Rating: Summary: Disappointing Review: Crichton is one of my favorite authors, and I had high hopes for this one- how could you go wrong combining Crichton and medievil warfare? The book started off well, but soon became quite boring. With a large opportunity for great action, he fails to keep us in suspence for very long, and the bumps in the character's roads become quite predictable. If you haven't read Sphere, check that one out instead.
Rating: Summary: Connecticut Yankee (s) in King Arthur's Court Redux Review: Admittedly its been many years, but does anyone agree that this is Twain's classic set in the high tech age?Good start; great promise; reduced to a fast paced but non-spellbinding revisit to Medieval Times. Such a premise had such promise! Oh Well, everyone is allowed one disappointment!

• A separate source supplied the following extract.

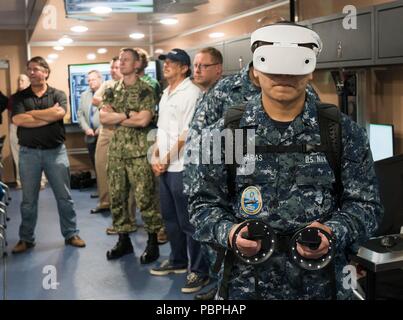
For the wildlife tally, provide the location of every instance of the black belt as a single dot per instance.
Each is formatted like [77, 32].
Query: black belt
[41, 147]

Rating: Summary: Timeline's good but too much to say in too few pages. Review: I started this book hoping for a mixture of Jurassic Park and Pillars of the Earth and found a little of each but not enough of both. It was a good read - Crichton's science foundation and an interesting scenario made it a page turner, particularly the middle third. I had no trouble with the plot and reasoning here; this is fiction of course. I agree with other reviewers that the characters were flat and needed more development. The constant escape-flee-recapture scenes the characters went through got tiring. If anything, the book needed more pages to better describe and reveal the historic world they visited. All in all, however I enjoyed the book and recommend it. One note on the time traveling paradox. With infinite parallel universes, the fear on unduly influencing the future would be moot.
Rating: Summary: It's worth reading Review: There are few books in the market that take you to the worlds that Michael Crichton does. He effortlessly makes you believe that his imaginary world can actually exist. This book is one of his most unique works.
Rating: Summary: Crichton's insightful comment right on target. Review: This book was more action-oriented than I'd like, but the plot and science/science fiction were enough to keep me interested. Toward the end of the book, I found one comment to be as insightful as it is ironic: Crichton notes that in our modern society, the culture's supreme ideal is entertainment. It permeates everything -- from politics to education, and everything in between. This, from he who has mastered and exploited this penchant of ours.
Rating: Summary: Don't waste your time Review: Of course, the "time machine" concept is always intriguing, but the execution here leaves much to be desired. Hard to believe this book is on the best-seller list.
Rating: Summary: Comparable to some Star Trek TV series scripts Review: While the book is written in a more complex, detailed style, it reminds me of several Star Trek concepts: Time and space travel; trying to fit in with persons from another era. There is even a discussion of Star Trek's Prime Directive not to interfere with other worlds or to affect their history, although Crichton does not mention Star Trek. I wish the book had been more original.
Rating: Summary: page turner, but... Review: A real page turner, but tiresome after awhile. Heroes always have a quick, convenient way out. Reader begins not to worry, since in less than a page, the obstacle is overcome, and a new one presented...again, and again, and again....
Rating: Summary: Crichton's character flaw Review: It's no coincidence that, according to amazon's index, the people who are reading Timeline are also reading Grisham and Clancy. All three are remarkable researchers who re-imagine technical systems -- genetic engineering or quantum physics (Crichton), the law (Grisham) and the postmodern military (Clancy)as detailed but breezy narratives that give the sense of massive complexity without ever making you seriously engage your forebrain. Key characters get the same free pass: Bright grad students, novice lawyers and rank-and-file GIs invariably end up bailing out highly trained specialists when the going gets tough in these books. That's to be expected in genre fiction, but it places constraints on such novels that can't be glossed over. Most important is the utter failure of the characters in these books to rise above predictable, one-dimensional status. Timeline's characters are a case in point. They are not representations of people; they are allegorical figures with arms and legs. It is impossible to care about them or to be surprised by them in any but the most vague and sentimental way. Timeline manages to defer such problems for much of its length by ushering us through a fascinating series of time-travel conundrums, a detailed immersion into medieval life and climactic battle scenes that borrow from both epic lore and medieval romances such as Sir Gawain and the Green Knight -- though in the latter case the references are too hamfisted to engage real students of the era. But by the last third of the book, the seams are showing badly. Key secondary characters are positioned and then forgotten; new ones are pushed onstage to take their place; main players step totally out of character. At one point a fiercely independent young feminist responds to a life-saving act by a previously weak colleague by cooing -- I kid you not -- "My hero." It's hard to imagine a real timeline that takes us from here to that silly moment -- even via the alchemy of quantum physics.
Rating: Summary: Exciting from start to finish! Review: Timeline kept my interest from beginning to end - I almost thought I understood quantum mechanics, but alas - I don't. Nevertheless, a fast-paced book that kept me turning pages, a very interesting premise, characters you will care about. I can't wait for the movie - I'm sure there will be one!